# Serve model deploy to vertex AI

In [1]:
import os
import shutil

# Lấy đường dẫn tới thư mục cache của Hugging Face
cache_dir = os.path.expanduser("~/.cache/huggingface/hub")

# Xóa toàn bộ cache mô hình đã tải
if os.path.exists(cache_dir):
    shutil.rmtree(cache_dir)
    print(f"Đã xóa toàn bộ cache trong: {cache_dir}")
else:
    print(f"Thư mục cache không tồn tại: {cache_dir}")


Đã xóa toàn bộ cache trong: C:\Users\datkt/.cache/huggingface/hub


**Setup environment**

In [None]:
%%writefile requirements.txt

uvicorn[standard]==0.20.0
gunicorn==23.0.0
fastapi[all]==0.88.0
pydantic==1.10.18

In [3]:
!python -m venv .venv
!.venv\Scripts\activate
!conda deactivate
!python -m pip install --upgrade pip
!pip install --no-cache-dir -r ./requirements.txtm

'.venv' is not recognized as an internal or external command,
operable program or batch file.


Collecting uvicorn==0.20.0 (from uvicorn[standard]==0.20.0->-r ./requirements.txt (line 1))

ERROR: pip's dependency resolver does not currently take into account all the packages that are installed.
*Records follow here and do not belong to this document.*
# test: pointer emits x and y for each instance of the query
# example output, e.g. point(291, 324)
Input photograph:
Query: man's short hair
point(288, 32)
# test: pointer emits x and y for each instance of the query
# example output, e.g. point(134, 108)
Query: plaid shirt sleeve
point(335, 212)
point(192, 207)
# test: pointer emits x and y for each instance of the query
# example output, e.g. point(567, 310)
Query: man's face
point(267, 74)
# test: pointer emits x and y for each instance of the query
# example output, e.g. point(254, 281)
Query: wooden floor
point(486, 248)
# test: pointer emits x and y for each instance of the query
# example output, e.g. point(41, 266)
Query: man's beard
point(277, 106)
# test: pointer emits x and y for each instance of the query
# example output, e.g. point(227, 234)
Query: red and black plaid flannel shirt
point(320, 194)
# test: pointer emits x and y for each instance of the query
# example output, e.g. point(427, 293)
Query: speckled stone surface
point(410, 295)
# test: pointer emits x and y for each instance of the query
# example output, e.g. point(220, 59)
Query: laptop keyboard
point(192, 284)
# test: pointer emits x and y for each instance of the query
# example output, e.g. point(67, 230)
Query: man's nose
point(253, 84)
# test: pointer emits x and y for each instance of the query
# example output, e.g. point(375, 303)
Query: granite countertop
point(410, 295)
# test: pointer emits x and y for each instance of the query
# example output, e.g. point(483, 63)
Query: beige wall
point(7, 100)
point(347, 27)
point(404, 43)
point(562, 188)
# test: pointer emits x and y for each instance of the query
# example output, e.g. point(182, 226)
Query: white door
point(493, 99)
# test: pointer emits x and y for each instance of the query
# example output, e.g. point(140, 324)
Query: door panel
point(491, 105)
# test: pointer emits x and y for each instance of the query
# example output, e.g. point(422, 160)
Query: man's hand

This behaviour is the source of the following dependency conflicts.
pandantic 0.3.0 requires pydantic<3.0.0,>=2.0.0, but you have pydantic 1.10.18 which is incompatible.



  Downloading uvicorn-0.20.0-py3-none-any.whl.metadata (6.2 kB)
Collecting gunicorn==23.0.0 (from -r ./requirements.txt (line 2))
  Downloading gunicorn-23.0.0-py3-none-any.whl.metadata (4.4 kB)
Collecting fastapi==0.88.0 (from fastapi[all]==0.88.0->-r ./requirements.txt (line 3))
  Downloading fastapi-0.88.0-py3-none-any.whl.metadata (24 kB)
Collecting pydantic (from -r ./requirements.txt (line 4))
  Downloading pydantic-1.10.18-cp311-cp311-win_amd64.whl.metadata (153 kB)
Collecting starlette==0.22.0 (from fastapi==0.88.0->fastapi[all]==0.88.0->-r ./requirements.txt (line 3))
  Downloading starlette-0.22.0-py3-none-any.whl.metadata (5.8 kB)
Collecting orjson>=3.2.1 (from fastapi[all]==0.88.0->-r ./requirements.txt (line 3))
  Downloading orjson-3.10.7-cp311-none-win_amd64.whl.metadata (51 kB)
Collecting ujson!=4.0.2,!=4.1.0,!=4.2.0,!=4.3.0,!=5.0.0,!=5.1.0,>=4.0.1 (from fastapi[all]==0.88.0->-r ./requirements.txt (line 3))
  Downloading ujson-5.10.0-cp311-cp311-win_amd64.whl.metadata 

**Build example model with FastAPI**

In [1]:
%%writefile main.py

import random
from typing import List, Optional

import uvicorn  # noqa: F401
from fastapi import FastAPI, Request
from pydantic import BaseModel

# Initialize FastAPI app
app = FastAPI(title="Sentiment Analysis API")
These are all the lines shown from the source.